Reyes 19,4-8; Sal 33, 2-3. 4-5. 6-7. 8-9; san Pablo a los Efesios 4, 30-5, 2; san Juan 6,41-51

Aunque sea una enfermedad especialmente popular en nuestros días (ya oigo decir que la contraen hasta los animales, envidiosos de la patología de nuestra especie), no pensemos que la depresión la hemos inventado hoy. Esa imagen de Elías que nos trae la primera lectura, agotado y sentado bajo una retama, esperando la muerte, es todo un cuadro clínico: su horizonte vital se ha cerrado de tal manera, que ya no le queda sino esperar el desenlace. No hay nada por delante, no hay ilusión que le anime a dar el paso siguiente.

Conozco a muchas personas que, sin estar clínicamente enfermas, se hallan en la misma situación: la sociedad de nuestros días ofrece al hombre una prosperidad terrena que no hubieran ni alcanzado a soñar nuestros antepasados, pero cada vez son más las personas que, teniéndolo todo, sienten que no tienen nada: la libertad que le prometían los teléfonos móviles, ordenadores, DVDs y chalets con piscina era falsa, porque sus almas siguen vacías: su horizonte vital se ha embellecido, pero no se ha agrandado; de algún modo, en ese profundísimo vacío interior han intuido que el ser humano ha sido creado para algo más. Otros viven anestesiados, y ya confunden felicidad con satisfacción corporal. Son más dignos de lástima estos últimos, porque han olvidado la grandeza a la que estaban llamados, y se han recluido en una jaula que se les antoja palacio. Con todo, ambos tipos de personas tienen algo en común: están esperando a la muerte en un lecho de rosas (bastante poblado de espinas)… ¡Triste horizonte!

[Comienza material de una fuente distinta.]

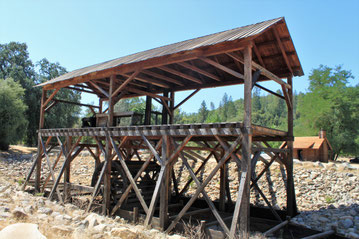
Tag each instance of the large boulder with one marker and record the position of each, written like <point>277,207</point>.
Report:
<point>21,230</point>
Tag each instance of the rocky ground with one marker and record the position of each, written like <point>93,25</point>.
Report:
<point>327,196</point>
<point>53,219</point>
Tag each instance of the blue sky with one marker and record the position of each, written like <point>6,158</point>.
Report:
<point>81,33</point>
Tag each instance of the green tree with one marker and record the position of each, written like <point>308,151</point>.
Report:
<point>202,112</point>
<point>12,109</point>
<point>331,105</point>
<point>16,64</point>
<point>61,115</point>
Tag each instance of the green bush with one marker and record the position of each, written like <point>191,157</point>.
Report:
<point>12,113</point>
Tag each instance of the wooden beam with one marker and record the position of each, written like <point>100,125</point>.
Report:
<point>247,142</point>
<point>162,77</point>
<point>129,176</point>
<point>53,103</point>
<point>222,67</point>
<point>50,97</point>
<point>237,208</point>
<point>258,54</point>
<point>141,92</point>
<point>276,228</point>
<point>158,61</point>
<point>256,66</point>
<point>155,196</point>
<point>75,103</point>
<point>81,90</point>
<point>206,197</point>
<point>178,73</point>
<point>287,98</point>
<point>129,187</point>
<point>151,81</point>
<point>99,88</point>
<point>50,168</point>
<point>199,70</point>
<point>280,44</point>
<point>124,84</point>
<point>187,98</point>
<point>204,184</point>
<point>269,91</point>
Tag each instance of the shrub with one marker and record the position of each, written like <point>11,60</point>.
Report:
<point>12,113</point>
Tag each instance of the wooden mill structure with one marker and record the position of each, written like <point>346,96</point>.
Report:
<point>247,55</point>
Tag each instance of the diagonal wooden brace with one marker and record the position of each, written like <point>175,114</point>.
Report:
<point>129,176</point>
<point>204,184</point>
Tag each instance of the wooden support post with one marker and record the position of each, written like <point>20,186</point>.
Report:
<point>148,110</point>
<point>111,101</point>
<point>164,191</point>
<point>135,215</point>
<point>247,142</point>
<point>222,189</point>
<point>67,190</point>
<point>107,179</point>
<point>100,106</point>
<point>291,201</point>
<point>39,151</point>
<point>164,109</point>
<point>172,107</point>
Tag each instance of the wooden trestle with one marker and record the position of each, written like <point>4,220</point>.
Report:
<point>248,56</point>
<point>167,144</point>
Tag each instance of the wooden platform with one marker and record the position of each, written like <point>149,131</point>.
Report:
<point>183,130</point>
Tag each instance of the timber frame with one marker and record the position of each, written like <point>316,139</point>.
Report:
<point>263,52</point>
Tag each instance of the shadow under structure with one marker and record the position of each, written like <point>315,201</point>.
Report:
<point>135,174</point>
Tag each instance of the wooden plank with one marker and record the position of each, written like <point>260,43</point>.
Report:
<point>276,228</point>
<point>164,103</point>
<point>197,171</point>
<point>148,110</point>
<point>281,47</point>
<point>129,187</point>
<point>187,98</point>
<point>247,142</point>
<point>194,212</point>
<point>263,70</point>
<point>66,190</point>
<point>164,184</point>
<point>162,77</point>
<point>269,91</point>
<point>53,167</point>
<point>124,84</point>
<point>205,195</point>
<point>158,61</point>
<point>99,88</point>
<point>155,197</point>
<point>286,97</point>
<point>180,74</point>
<point>222,67</point>
<point>50,168</point>
<point>50,97</point>
<point>242,183</point>
<point>320,235</point>
<point>199,70</point>
<point>81,90</point>
<point>106,204</point>
<point>74,103</point>
<point>141,92</point>
<point>204,184</point>
<point>291,201</point>
<point>97,186</point>
<point>129,175</point>
<point>258,54</point>
<point>154,152</point>
<point>151,81</point>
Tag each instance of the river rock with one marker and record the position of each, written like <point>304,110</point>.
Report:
<point>21,230</point>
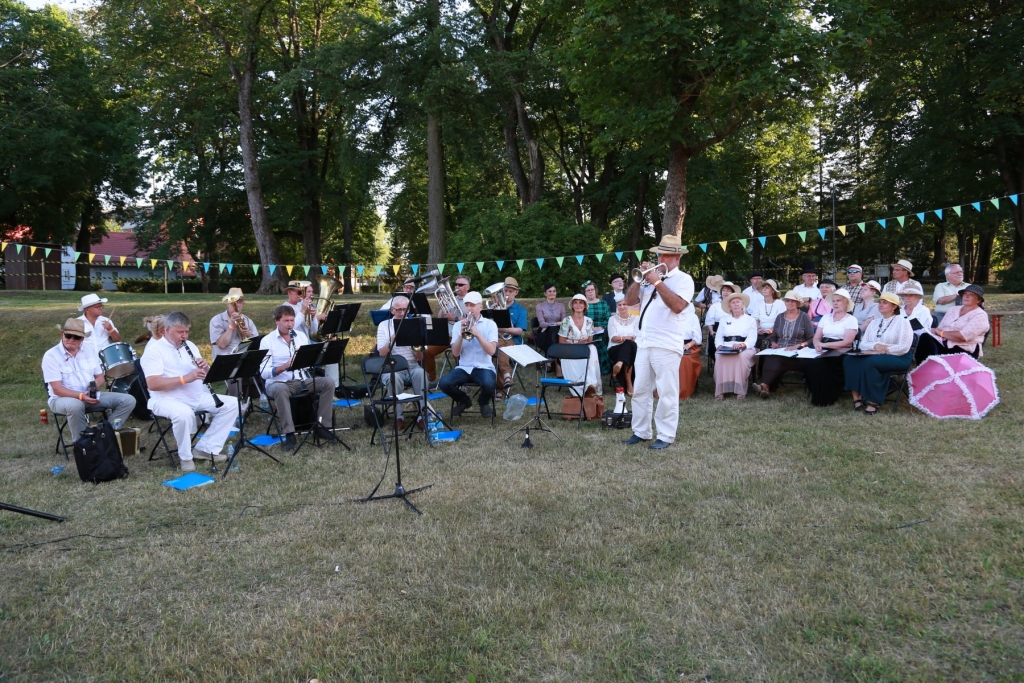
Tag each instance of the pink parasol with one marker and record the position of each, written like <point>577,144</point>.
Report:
<point>953,386</point>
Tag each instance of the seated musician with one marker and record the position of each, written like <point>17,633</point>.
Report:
<point>963,328</point>
<point>519,323</point>
<point>792,331</point>
<point>283,382</point>
<point>227,330</point>
<point>475,358</point>
<point>68,371</point>
<point>174,372</point>
<point>415,377</point>
<point>102,332</point>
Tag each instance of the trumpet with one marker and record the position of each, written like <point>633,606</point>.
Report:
<point>641,275</point>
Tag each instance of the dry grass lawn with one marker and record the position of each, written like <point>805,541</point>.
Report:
<point>774,542</point>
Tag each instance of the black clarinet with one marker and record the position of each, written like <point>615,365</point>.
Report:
<point>216,398</point>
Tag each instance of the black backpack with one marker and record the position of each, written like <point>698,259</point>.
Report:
<point>97,455</point>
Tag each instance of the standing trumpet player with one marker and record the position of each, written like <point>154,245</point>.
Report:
<point>660,331</point>
<point>227,330</point>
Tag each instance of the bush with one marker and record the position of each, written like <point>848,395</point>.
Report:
<point>1012,280</point>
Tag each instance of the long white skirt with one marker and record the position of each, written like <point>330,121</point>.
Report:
<point>573,371</point>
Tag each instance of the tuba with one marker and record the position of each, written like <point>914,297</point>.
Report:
<point>497,301</point>
<point>446,300</point>
<point>324,289</point>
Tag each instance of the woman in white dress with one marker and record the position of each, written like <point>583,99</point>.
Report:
<point>578,329</point>
<point>736,331</point>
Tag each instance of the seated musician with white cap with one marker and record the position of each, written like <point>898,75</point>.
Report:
<point>102,332</point>
<point>68,371</point>
<point>283,382</point>
<point>174,372</point>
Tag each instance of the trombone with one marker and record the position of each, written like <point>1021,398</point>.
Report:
<point>641,275</point>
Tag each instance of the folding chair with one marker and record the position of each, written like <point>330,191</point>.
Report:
<point>565,352</point>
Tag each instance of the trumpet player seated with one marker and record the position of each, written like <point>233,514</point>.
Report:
<point>227,330</point>
<point>283,382</point>
<point>474,343</point>
<point>68,370</point>
<point>415,377</point>
<point>174,372</point>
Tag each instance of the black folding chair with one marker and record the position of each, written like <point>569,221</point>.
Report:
<point>566,352</point>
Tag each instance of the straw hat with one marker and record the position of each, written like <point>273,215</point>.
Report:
<point>735,295</point>
<point>903,263</point>
<point>670,245</point>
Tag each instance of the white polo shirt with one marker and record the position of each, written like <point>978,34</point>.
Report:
<point>162,359</point>
<point>472,355</point>
<point>659,327</point>
<point>74,372</point>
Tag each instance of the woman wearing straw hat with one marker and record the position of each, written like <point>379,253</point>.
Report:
<point>735,344</point>
<point>834,337</point>
<point>886,347</point>
<point>791,331</point>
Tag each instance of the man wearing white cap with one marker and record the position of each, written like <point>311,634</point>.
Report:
<point>100,329</point>
<point>659,343</point>
<point>902,273</point>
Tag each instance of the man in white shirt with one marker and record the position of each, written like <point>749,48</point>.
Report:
<point>475,359</point>
<point>415,377</point>
<point>946,293</point>
<point>174,372</point>
<point>902,273</point>
<point>659,344</point>
<point>282,382</point>
<point>68,371</point>
<point>102,332</point>
<point>808,289</point>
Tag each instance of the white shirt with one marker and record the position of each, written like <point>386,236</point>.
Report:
<point>384,333</point>
<point>100,338</point>
<point>660,328</point>
<point>833,330</point>
<point>744,327</point>
<point>806,292</point>
<point>74,372</point>
<point>162,359</point>
<point>472,355</point>
<point>281,352</point>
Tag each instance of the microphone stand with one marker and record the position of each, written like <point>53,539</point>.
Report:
<point>399,488</point>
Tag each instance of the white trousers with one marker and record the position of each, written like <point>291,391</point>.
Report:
<point>656,369</point>
<point>183,424</point>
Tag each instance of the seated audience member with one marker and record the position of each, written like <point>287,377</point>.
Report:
<point>914,308</point>
<point>623,347</point>
<point>963,329</point>
<point>283,382</point>
<point>578,329</point>
<point>475,358</point>
<point>174,372</point>
<point>886,345</point>
<point>550,314</point>
<point>736,331</point>
<point>792,331</point>
<point>835,336</point>
<point>415,377</point>
<point>947,294</point>
<point>867,310</point>
<point>765,309</point>
<point>68,370</point>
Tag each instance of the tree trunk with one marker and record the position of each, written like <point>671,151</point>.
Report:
<point>675,189</point>
<point>266,243</point>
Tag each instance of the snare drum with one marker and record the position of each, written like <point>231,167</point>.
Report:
<point>117,359</point>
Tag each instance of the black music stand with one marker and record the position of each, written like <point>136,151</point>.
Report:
<point>315,355</point>
<point>399,489</point>
<point>238,367</point>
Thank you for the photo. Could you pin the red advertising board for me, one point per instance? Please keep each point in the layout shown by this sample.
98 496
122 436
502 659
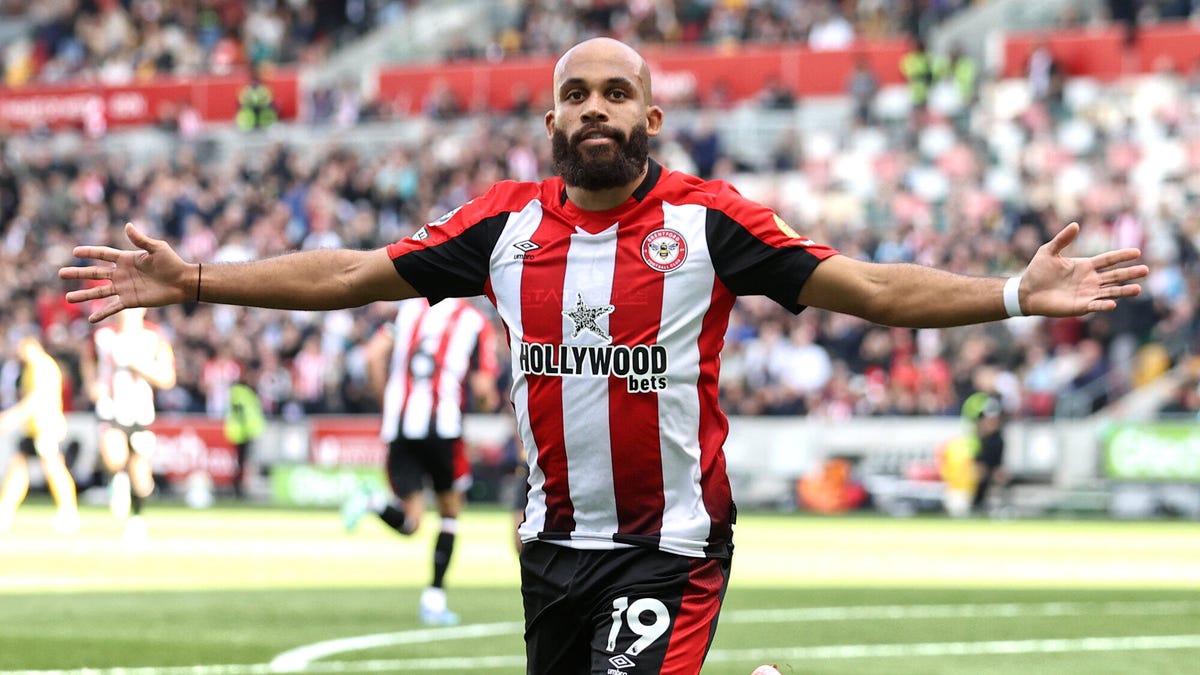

Como entonces a Elías, también hoy Dios llama al Hombre. Es Cristo resucitado quien nos despierta y nos muestra un horizonte nuevo: el camino de la santidad es apasionante: levantarse, dejarlo todo atrás, liberarse de la «falsa libertad» y vivir, ya en este mundo, la novedad de la vida eterna; embarcarse en una aventura de Amor con el mismo Dios, llenar la vida de sentido y romper los horizontes materiales, situándose ante la misma eternidad en cada momento… «El camino es superior a tus fuerzas». Es cierto, no se halla a nuestro alcance. Para vivir así, dependemos del mismo Dios. Por eso, la Eucaristía no es un precepto, ni una devoción: es el alimento que Dios pone en nuestros labios para que tengamos vida eterna. Es la fuerza que necesitamos para recorrer la senda de la santidad. Es el Pan vivo bajado del Cielo, que vuelve a subir al Cielo llevando al Hombre consigo. El mismo Dios que nos ilusiona con la eternidad nos ofrece el alimento que nos hace capaces de alcanzarla. Recibamos en nuestros cuerpos al Hijo de Dios hecho alimento con la misma hambre con que le recibió en sus entrañas la Santísima Virgen. Y, una vez recibido, dejemos que nos tome en hombros y nos lleve a donde nunca podríamos ir solos.